Sarah Fantonial

Where the story began...

It was February 2019. I was finishing up my first year of nursing, working in the emergency department. It was a hot day, and I got a migraine from being in the sun, which wasn’t unusual for me… but this time, I couldn’t get rid of it, and it lasted 2 months. I got referred to a neurologist who said my MRI showed a lesion in the corpus callosum, but nothing to worry about. Then in October, I woke up with pins and needles in my right foot, but thought nothing of it. I went to work, and throughout the day, the pins and needles kept going up my leg. So I did what any other nurse would do… I took some magnesium, potassium and applied compression stockings. But no luck. By the next day, the pins and needles were up to my belly button and my leg felt dead and difficult to walk on. I went to the GP who couldn’t figure out what was wrong. So I saw my neurologist and got an MRI, which showed a lesion in my spinal cord. Having two neurological episodes with lesions in more than one area of the central nervous system meant an automatic diagnosis of MS. I was absolutely shocked! I had only ever known people with MS who were in wheelchairs or on their death bed, so I thought I had just been handed a death sentence.

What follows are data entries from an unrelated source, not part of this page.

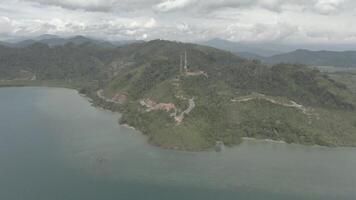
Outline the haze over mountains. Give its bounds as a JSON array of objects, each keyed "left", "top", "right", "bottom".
[
  {"left": 0, "top": 34, "right": 142, "bottom": 48},
  {"left": 0, "top": 34, "right": 356, "bottom": 68},
  {"left": 202, "top": 39, "right": 356, "bottom": 67}
]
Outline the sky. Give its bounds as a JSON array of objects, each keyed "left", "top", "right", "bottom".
[{"left": 0, "top": 0, "right": 356, "bottom": 44}]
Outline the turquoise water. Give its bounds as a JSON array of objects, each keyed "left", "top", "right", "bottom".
[{"left": 0, "top": 88, "right": 356, "bottom": 200}]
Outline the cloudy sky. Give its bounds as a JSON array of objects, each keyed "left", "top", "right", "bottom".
[{"left": 0, "top": 0, "right": 356, "bottom": 44}]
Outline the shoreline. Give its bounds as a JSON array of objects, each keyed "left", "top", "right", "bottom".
[{"left": 0, "top": 84, "right": 356, "bottom": 152}]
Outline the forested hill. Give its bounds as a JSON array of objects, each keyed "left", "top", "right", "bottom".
[{"left": 0, "top": 40, "right": 356, "bottom": 150}]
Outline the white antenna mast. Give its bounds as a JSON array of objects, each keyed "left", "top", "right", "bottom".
[{"left": 184, "top": 51, "right": 188, "bottom": 71}]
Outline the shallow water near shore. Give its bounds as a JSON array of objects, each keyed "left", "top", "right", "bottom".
[{"left": 0, "top": 87, "right": 356, "bottom": 200}]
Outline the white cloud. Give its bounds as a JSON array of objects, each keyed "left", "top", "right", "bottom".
[
  {"left": 0, "top": 0, "right": 356, "bottom": 43},
  {"left": 315, "top": 0, "right": 346, "bottom": 14},
  {"left": 155, "top": 0, "right": 193, "bottom": 12}
]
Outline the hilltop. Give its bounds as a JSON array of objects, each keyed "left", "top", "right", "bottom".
[{"left": 0, "top": 40, "right": 356, "bottom": 150}]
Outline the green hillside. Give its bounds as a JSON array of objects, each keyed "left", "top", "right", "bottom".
[
  {"left": 97, "top": 41, "right": 356, "bottom": 150},
  {"left": 0, "top": 40, "right": 356, "bottom": 150}
]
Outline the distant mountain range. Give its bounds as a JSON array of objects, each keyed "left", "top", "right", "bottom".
[
  {"left": 202, "top": 39, "right": 356, "bottom": 68},
  {"left": 4, "top": 34, "right": 356, "bottom": 68},
  {"left": 0, "top": 34, "right": 143, "bottom": 48},
  {"left": 0, "top": 36, "right": 356, "bottom": 151}
]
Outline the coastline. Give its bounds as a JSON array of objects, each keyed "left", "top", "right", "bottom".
[{"left": 0, "top": 81, "right": 355, "bottom": 152}]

I was referred to the MS Clinic at The Alfred, and by the time I saw them, I only had partial vision in my left eye from a new lesion in my optic nerve. This was treated with steroids to restore my sight, but came with terrible side effects. I was immediately started on a monthly infusion of immunotherapy (I’ll do another blog on medications at a later date…). I now have a total of 7 lesions, meaning my MS is stable, but doesn’t mean symptom free. But that’s for another time!!